Ou bien il appartient à ce type d’enfant qui n’abandonne pas, en dépit de tout. Au lieu d’accepter passivement la situation, il peut manifester le besoin (et avec amertume) de forcer le monde à lui prêter attention. Combien de fois ai je entendu des adultes dire d’un enfant plus âgé qui fait l’intéressant : « Oh ! il veut seulement se faire remarquer... » Certes, puisqu’il y a été contraint dès son plus jeune âge !
Une mère dit parfois, quand son bébé pleure : « Il vient de manger, il a été changé, par conséquent il n’est pas mouillé. Aucune épingle ne le pique, il n’a pas froid, il n’y a donc aucune raison pour qu’il pleure. » Elle ignore ses pleurs et vaque à ses occupations. Elle ne voit pas l’essentiel : il y a toujours une raison pour qu’un bébé pleure. Ce qu’elle devrait se dire c’est qu’elle ne sait pas pourquoi il pleure, car aucun bébé ne pleure sans raison. Il essaie toujours de vous dire quelque chose ; nous devons essayer de deviner ce qu’il désire.
Un bébé peut pleurer parce qu’il se sent seul.
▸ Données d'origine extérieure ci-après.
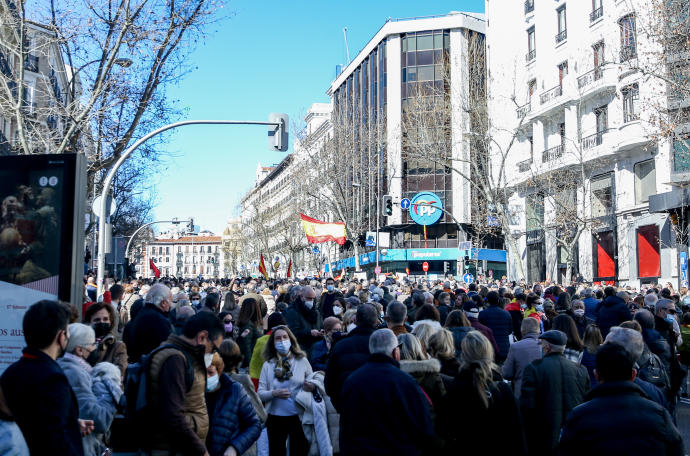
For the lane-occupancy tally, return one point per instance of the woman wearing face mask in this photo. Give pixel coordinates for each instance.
(282, 377)
(100, 317)
(320, 351)
(233, 423)
(81, 354)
Les bébés peuvent avoir un sentiment de solitude tout comme les adultes. Lorsque nous nous sentons seuls, nous pouvons toujours inviter quelqu’un à venir prendre le café ou nous pouvons tout au moins décrocher le téléphone et parler. Tout ce qu’un bébé peut faire, c’est de pleurer. Quand il pleure, il peut vouloir dire : « Je me sens seul et je veux sentir un corps doux et chaud qui me tienne contre lui, j’ai besoin qu’on me calme et qu’on me chante quelque chose. Alors ça ira mieux. »
Mais le sentiment de solitude est seulement une des raisons pour lesquelles un bébé peut pleurer. Il nous arrivera de ne pas en trouver la cause. Nous serons parfois incapables d’apaiser son désarroi. Vous lui donnez à manger, vous le cajolez, vous lui chantez une chanson. Rien ne semble le soulager et la plupart du temps ces cris sont dus à des douleurs d’estomac ou à des coliques, puisque le système digestif du bébé n’est pas encore réglé. On peut quelquefois le soulager en lui massant doucement l’estomac ou en lui donnant à boire de l’eau tiède. D’autres fois, rien ne semblera pouvoir l’apaiser. La plupart du temps, cependant, si vous tenez votre bébé contre vous, cela lui permettra de se calmer même s’il souffre de coliques.
Il y a un autre type de pleurs que les mères ont besoin de connaître. C’est la crise de larmes qui signale que le bébé est fatigué et qu’il va dormir. La mère apprend très vite à la reconnaître et à savoir qu’il ne faut pas se faire de souci, car dans quelques minutes bébé sera profondément endormi. Il s’agit toujours de messages qui nous sont adressés. Le bien être psychologique de votre enfant sera très différemment affecté si vous ignorez ses larmes et le message qu’il essaie de vous faire parvenir ou si vous prêtez attention à ses cris en essayant de deviner ce qui le rend si malheureux.